In accordance with Article 5(1) of the Act of 18 September 2001 on Electronic Signature – ESA – (in Polish: ustawa o podpisie elektronicznym), published in Journal of Laws (Dziennik Ustaw) of 15 November 2001, No 130, item 1450, with subsequent amendments, the secure electronic signature verified by a qualified certificate which has legal effects specified in the Act, if it is filed during the validity of this certificate. The Chapter IX of that ESA contains provisions amending, inter alia, the Civil Code Article 60, Article 78 §1 and §2, allowing for state the will of a person in the cicil law relationship by the disclosure in electronic form.
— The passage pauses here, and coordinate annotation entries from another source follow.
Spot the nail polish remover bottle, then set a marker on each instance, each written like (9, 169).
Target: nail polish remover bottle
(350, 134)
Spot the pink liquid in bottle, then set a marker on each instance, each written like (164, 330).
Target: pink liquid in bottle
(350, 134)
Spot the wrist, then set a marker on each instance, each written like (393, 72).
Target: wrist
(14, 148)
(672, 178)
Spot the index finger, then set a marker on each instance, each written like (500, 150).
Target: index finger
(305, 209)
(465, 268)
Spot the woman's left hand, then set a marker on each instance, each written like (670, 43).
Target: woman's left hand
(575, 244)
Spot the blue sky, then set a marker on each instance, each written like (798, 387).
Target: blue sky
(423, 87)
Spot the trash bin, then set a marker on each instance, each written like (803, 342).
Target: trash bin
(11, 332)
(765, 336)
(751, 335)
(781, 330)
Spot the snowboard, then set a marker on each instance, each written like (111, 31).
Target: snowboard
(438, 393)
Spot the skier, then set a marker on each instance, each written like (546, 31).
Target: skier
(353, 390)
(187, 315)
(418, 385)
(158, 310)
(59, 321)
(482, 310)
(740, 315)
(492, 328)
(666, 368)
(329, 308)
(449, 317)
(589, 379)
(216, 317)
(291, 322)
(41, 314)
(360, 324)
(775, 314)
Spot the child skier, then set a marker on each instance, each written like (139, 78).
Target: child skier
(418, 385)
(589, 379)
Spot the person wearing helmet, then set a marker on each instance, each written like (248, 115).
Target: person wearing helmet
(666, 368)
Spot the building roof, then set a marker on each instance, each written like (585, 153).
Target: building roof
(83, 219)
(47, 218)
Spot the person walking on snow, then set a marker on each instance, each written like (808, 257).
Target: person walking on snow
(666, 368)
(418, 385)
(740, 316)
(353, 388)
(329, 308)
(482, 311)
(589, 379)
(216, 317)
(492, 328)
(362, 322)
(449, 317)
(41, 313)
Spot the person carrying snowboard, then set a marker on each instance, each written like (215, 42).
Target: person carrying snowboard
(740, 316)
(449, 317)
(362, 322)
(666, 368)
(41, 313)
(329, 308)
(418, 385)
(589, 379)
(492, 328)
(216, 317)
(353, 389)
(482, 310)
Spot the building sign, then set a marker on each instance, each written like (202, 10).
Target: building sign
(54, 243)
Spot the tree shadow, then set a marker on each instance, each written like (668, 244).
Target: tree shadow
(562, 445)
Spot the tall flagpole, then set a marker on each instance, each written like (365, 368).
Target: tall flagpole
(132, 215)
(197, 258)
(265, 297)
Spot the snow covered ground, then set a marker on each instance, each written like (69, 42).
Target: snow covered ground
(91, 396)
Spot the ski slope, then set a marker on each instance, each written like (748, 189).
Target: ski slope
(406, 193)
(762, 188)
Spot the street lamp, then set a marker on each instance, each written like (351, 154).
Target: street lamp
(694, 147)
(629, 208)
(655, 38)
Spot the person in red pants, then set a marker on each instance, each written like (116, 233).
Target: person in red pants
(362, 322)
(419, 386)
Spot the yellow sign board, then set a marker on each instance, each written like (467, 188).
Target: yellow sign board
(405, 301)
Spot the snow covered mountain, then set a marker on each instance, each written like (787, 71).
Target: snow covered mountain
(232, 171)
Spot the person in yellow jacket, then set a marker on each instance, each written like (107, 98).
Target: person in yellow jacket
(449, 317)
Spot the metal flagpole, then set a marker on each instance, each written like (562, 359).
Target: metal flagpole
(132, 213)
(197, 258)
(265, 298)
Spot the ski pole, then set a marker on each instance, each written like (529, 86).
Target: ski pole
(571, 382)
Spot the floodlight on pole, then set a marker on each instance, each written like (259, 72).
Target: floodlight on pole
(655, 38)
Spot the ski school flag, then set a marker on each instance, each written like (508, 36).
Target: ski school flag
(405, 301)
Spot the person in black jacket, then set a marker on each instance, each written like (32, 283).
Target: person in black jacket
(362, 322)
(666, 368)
In addition, the Polish Act of 17 February 2005 on the Informatization of Entities Performing Public Tasks – IEPPT – (in Polish: ustawa o informatyzacji działalności podmiotów realizujących zadania publiczne), published in Journal of Laws No 64, item 565, in Article. 36 pt 3 and 5 introduced amendments of the provisions of the Administrative Proceedings Code, i.e. Article 57 § 5 pt 1 and Article 63 § 3a by allowing the opportunity to provide a request in the form of an electronic document. The above provisions apply only to the extent that the given Act governs.
In the Polish Act of 17 June 2004 on Complaint on the Infringement of the Right of a Party to be Beard in Court Proceedings without Undue Delay, published in Journal of Laws of 16 August 2004, and in the provisions of the PBAC, there are no equivalents of the abovecited provisions of the Civil Code and the APC, and the definition of electronic signatures does not exists in these acts. According to Article 2(3) of the IEPPT, the provisions of this Act shall not apply to administrative courts in the administrative proceedings. Consequently, in this case the Supreme Administrative Court was not obliged to use in the e-mail correspondnce of certificates that are referred to in the ESA.